First Car, Lasting Memory

By: Kayla Tausche (View Profile)

Bonnie Collins
    
“It was Chevy’s answer to the Volkswagen Beetle,” Bonnie says of the Chevrolet Corvair she inherited from her older brothers and sisters during high school in Fayetteville, North Carolina.
    
The car, which Bonnie likes to boast won Motor Trend’s Car of the Year years before she started driving it, wasn’t without its problems. When the car stalled, passengers had to push it so she could pop the clutch and keep going.

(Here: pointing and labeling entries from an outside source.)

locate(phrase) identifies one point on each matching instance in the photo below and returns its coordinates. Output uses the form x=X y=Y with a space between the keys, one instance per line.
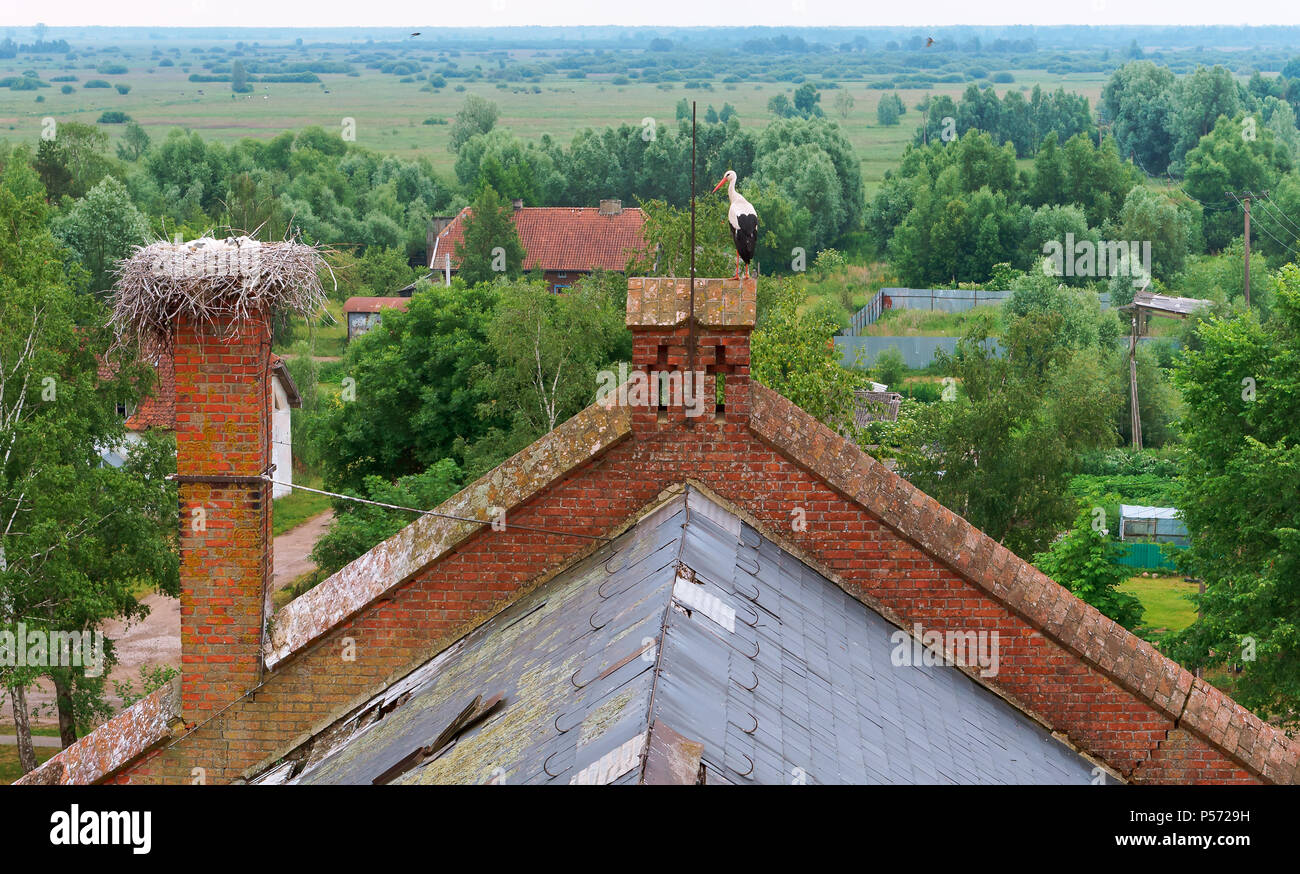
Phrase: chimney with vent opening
x=661 y=349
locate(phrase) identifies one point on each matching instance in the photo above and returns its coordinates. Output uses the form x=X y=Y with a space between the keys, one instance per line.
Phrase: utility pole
x=1244 y=199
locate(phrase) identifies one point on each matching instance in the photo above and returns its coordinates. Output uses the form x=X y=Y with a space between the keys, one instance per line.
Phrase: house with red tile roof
x=564 y=243
x=661 y=589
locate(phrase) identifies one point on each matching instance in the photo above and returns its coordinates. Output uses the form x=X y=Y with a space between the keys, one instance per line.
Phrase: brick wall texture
x=222 y=429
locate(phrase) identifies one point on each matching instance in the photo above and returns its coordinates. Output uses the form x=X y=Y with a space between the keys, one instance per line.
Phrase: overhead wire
x=433 y=513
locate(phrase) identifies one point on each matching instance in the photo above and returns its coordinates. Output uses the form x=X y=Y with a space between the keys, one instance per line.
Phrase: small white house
x=159 y=411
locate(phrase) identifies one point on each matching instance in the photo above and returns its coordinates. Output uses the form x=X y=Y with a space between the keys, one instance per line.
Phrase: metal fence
x=1145 y=556
x=940 y=299
x=919 y=351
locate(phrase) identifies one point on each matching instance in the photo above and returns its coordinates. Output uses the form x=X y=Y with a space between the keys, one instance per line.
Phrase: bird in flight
x=742 y=220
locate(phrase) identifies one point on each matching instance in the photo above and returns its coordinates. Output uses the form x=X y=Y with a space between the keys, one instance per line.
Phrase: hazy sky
x=329 y=13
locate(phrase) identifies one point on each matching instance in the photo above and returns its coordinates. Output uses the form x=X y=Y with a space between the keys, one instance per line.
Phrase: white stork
x=742 y=220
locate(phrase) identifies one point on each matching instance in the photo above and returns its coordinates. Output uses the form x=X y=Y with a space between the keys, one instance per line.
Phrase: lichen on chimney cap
x=207 y=278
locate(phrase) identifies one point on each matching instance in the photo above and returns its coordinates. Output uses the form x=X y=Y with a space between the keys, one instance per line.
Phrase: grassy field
x=9 y=770
x=1165 y=601
x=297 y=507
x=389 y=113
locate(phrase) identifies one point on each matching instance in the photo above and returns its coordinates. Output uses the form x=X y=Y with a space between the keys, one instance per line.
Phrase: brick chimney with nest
x=222 y=440
x=211 y=301
x=662 y=338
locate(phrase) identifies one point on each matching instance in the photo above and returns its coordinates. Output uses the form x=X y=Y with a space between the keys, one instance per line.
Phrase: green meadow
x=389 y=115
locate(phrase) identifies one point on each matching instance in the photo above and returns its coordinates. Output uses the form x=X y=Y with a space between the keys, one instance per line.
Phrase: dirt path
x=147 y=643
x=156 y=639
x=294 y=549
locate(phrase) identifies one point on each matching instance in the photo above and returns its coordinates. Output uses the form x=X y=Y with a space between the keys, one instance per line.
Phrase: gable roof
x=559 y=238
x=767 y=665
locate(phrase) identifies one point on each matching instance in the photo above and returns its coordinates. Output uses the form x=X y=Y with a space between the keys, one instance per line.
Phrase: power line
x=1281 y=219
x=1261 y=199
x=432 y=513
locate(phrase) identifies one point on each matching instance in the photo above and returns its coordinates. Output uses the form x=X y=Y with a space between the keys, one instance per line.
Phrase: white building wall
x=282 y=444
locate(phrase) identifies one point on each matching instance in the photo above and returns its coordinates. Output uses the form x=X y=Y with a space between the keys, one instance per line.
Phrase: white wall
x=281 y=437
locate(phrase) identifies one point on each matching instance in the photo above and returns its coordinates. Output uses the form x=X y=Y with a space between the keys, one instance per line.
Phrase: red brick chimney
x=662 y=345
x=222 y=435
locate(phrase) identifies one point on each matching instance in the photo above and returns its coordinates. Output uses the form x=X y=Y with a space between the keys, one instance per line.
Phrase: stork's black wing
x=745 y=236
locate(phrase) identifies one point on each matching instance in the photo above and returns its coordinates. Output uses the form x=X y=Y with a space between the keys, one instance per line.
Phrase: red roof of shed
x=562 y=238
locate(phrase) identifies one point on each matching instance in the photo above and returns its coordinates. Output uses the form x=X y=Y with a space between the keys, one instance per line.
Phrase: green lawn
x=1165 y=601
x=9 y=753
x=389 y=113
x=297 y=507
x=9 y=769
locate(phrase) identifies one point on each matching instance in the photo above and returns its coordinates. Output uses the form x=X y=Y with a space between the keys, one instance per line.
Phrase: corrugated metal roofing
x=776 y=671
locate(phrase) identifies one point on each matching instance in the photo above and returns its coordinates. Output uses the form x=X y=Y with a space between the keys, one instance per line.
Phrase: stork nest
x=209 y=280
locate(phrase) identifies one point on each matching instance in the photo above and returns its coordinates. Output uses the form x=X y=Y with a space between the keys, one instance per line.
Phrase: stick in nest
x=211 y=280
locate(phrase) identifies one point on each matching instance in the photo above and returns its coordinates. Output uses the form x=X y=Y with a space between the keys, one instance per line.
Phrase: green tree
x=889 y=109
x=239 y=78
x=385 y=271
x=1239 y=494
x=547 y=350
x=476 y=116
x=1086 y=562
x=843 y=103
x=73 y=161
x=1171 y=228
x=490 y=246
x=780 y=105
x=667 y=239
x=806 y=100
x=1140 y=102
x=134 y=143
x=359 y=527
x=76 y=535
x=1200 y=99
x=1001 y=448
x=100 y=229
x=416 y=388
x=794 y=354
x=1225 y=160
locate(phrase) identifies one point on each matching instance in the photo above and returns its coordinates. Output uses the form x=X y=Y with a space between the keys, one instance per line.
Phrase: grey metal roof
x=1166 y=304
x=694 y=621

And she had to keep a couple gallons of crude oil in the backseat because of a small oil leak in the engine.
    
“I probably should’ve died from carbon monoxide poisoning,” she figures, remembering that she knew it was time to add more oil when it seeped into the fan-cooled engine, infiltrating the car. “I remember thinking, ‘It sure smells a lot like oil in here!’”
    
But the car was hip, with a maroon exterior—she preferred to call it “Cabernet”—and white leather interior. Bonnie, now in her fifties and working in real estate, liked to impress guys with her knowledge of the bucket-seated car that takes its name from the Chevrolet Corvette and Belair.
    
“Guys would come up to the car and rave about its dual-carbs, and I would say, ‘Dual-carbs, yeah! Those are awesome!’ and suddenly I was a hit!” she laughs.
    
And when a freak snowstorm hit North Carolina during midterm exams, her dream came true. After taking her only exam, she took back-roads to avoid the icy main passages. But as she approached a steep hill, her car lost control.
    
“It became like a sled, and here I was, just sliding down the hill,” she says.
    
The car skidded to a stop just in front of the house of her longtime crush.
    
“So he invited me in, and we drank hot chocolate, and we just waited for them to clear the roads so my Dad could come get me,” she remembers. “And then, we had to come back to get the car, so it was a second chance to see him.”
    
Ralph Nader’s release of the book Unsafe at Any Speed, examining the dangers of the Corvair, which killed comedian Ernie Kovac years earlier, might have contributed to her decision to discard the Cabernet beauty.
    
But she didn’t stray far—she ended up with its close cousin and closer enemy, the Volkswagen Beetle.